Very generally in statistics, we want to test an unrestricted model against a restricted model. The unrestricted model is the one which puts the fewest assumptions on the model, but hence is least powerful. Usually you can get a consistent estimate of the parameters, but not an efficient one, if certain restrictions would be valid. The restricted model makes more assumptions. It will have lower “likelihood”, but be more efficient.
Example 1: I run the unrestricted regression
y = beta*x1 + gamma*x2
and the restricted regression (the restriction being “gamma=0″)
y = beta*x1.
The second regression is more efficient if gamma really does equal zero, but is biased otherwise.
Example 2: I run the unrestricted regression
y = beta*x1 + gamma*x2 (IV)
using instrumental variables because I think x1 is endogenous, being partly caused by y. If I do this, IV will be consistent, but it is unnecessary if the restriction is added taht x1 is exogenous. Then my restricted regression is
y = beta*x1 +gamma*x2 (OLS)
The second regression is more efficient if x1 is not endogenous, but biased otherwise.

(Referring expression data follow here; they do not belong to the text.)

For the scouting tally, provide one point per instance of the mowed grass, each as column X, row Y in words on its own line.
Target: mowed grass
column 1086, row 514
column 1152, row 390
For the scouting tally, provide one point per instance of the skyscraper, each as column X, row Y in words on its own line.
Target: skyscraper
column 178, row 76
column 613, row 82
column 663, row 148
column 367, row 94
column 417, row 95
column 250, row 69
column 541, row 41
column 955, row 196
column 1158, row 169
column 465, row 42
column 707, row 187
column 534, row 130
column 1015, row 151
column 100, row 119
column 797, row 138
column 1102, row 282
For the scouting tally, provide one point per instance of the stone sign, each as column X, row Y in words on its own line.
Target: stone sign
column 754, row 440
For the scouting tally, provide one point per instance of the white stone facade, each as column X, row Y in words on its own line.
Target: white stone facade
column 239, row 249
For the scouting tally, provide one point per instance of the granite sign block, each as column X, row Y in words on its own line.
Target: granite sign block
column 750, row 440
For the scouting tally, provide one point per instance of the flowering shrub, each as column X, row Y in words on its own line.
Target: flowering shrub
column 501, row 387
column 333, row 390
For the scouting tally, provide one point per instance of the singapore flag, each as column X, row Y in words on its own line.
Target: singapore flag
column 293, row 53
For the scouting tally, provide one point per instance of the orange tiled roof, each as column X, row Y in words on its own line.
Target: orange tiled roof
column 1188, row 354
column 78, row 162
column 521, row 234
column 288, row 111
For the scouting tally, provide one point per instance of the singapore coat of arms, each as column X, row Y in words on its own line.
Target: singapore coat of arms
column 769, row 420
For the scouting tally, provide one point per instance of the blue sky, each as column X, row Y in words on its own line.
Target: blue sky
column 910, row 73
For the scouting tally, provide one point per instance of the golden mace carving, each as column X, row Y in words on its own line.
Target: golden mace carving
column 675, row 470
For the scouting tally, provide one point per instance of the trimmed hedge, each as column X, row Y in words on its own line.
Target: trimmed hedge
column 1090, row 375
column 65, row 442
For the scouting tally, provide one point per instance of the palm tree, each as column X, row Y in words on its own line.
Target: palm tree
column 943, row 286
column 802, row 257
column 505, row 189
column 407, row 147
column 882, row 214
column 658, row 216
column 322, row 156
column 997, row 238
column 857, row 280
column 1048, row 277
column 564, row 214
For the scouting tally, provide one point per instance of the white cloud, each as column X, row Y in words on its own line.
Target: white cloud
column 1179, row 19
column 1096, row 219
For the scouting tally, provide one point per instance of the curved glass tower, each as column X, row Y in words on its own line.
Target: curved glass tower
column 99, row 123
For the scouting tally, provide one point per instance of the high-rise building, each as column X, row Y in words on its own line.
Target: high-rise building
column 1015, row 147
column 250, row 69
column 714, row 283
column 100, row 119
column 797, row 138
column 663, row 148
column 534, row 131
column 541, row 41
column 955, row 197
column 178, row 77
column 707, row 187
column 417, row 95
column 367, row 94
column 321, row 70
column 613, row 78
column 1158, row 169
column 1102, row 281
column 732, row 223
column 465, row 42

The Wald, LR, and LM tests are all ways to test the restrictions. All of them use the idea that if the restriction is unnecessary, then in large samples the restricted and unrestricted estimates will be about the same.

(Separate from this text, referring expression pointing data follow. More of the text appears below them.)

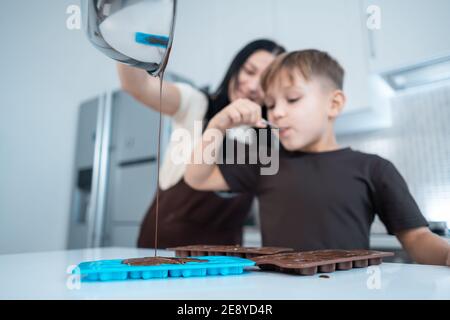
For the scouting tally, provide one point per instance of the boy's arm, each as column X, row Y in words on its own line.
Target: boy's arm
column 424, row 246
column 205, row 175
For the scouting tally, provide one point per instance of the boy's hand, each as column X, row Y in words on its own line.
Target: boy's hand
column 240, row 112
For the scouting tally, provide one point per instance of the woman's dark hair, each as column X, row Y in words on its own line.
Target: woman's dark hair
column 220, row 99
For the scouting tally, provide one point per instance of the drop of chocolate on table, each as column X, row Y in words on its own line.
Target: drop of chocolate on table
column 156, row 261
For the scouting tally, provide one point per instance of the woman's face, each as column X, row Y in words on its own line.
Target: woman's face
column 247, row 83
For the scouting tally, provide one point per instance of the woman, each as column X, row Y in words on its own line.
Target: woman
column 187, row 216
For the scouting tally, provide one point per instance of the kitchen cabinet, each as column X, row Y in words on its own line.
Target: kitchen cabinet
column 412, row 31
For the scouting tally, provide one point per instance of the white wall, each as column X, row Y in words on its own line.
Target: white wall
column 46, row 70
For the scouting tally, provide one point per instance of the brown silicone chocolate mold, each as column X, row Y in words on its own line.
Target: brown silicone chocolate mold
column 235, row 251
column 324, row 261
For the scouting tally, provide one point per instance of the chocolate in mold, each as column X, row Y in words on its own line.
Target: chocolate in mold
column 322, row 261
column 227, row 250
column 156, row 261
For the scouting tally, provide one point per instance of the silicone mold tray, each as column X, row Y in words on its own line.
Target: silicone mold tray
column 235, row 251
column 311, row 262
column 108, row 270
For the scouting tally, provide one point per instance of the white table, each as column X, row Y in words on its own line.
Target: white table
column 43, row 276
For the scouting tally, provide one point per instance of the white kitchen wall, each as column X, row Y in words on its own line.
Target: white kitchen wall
column 46, row 70
column 418, row 145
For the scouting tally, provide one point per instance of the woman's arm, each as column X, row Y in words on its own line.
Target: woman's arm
column 145, row 88
column 425, row 247
column 205, row 175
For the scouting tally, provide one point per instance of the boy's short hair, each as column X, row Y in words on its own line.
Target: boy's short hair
column 310, row 63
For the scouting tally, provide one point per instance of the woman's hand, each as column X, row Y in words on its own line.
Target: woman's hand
column 240, row 112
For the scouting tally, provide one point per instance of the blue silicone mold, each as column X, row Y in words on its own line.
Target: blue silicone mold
column 108, row 270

How do you test that? The idea of the Wald statistic is that you do a test for the hypothesis that the unrestricted parameter estimates equal particular values– the values you get from the restricted estimate. To test whether several parameter estimates equal particular values we use a Chi-Squared test. We need standard errors of the estimates for this, and we get them from our unrestricted estimate.
In Example 1, you would run the unrestricted regression, including x2, and use the standard error from the unrestricted regression to see if the parameter on x2 equals 0. That amounts to a z-test when we’re testing just one parameter, but we could use a chi-squared test to get the same answer.
The Hausman Test uses the Wald approach in Example 2. You do the IV estimate, which is consistent, and see if the parameter estimates are close to the ones you get from the OLS estimate, using the estimated variances from the IV regression.
Note that our null hypothesis is that the unrestricted estimate is valid, and we are seeing if the difference in estimated parameters is too large to make that probable, so we have to include x2 in the regression, or use IV.
The LM test does the same thing, but using the estimated variances from the restricted estimate– the OLS one, in Example 2, or the regression without x2, in Example 1. The LM chi-squared statistics comes out smaller asymptotically, because it uses the more efficient (if valid) restricted estimate.
The LR test takes a different approach entirely. It compares the Likelihood of seeing this data given the estimated parameters when the estimates are chosen to maximize likelihood first under no constraints and second under the restrictions. If the restrictions are valid, the likelihoods are about the same.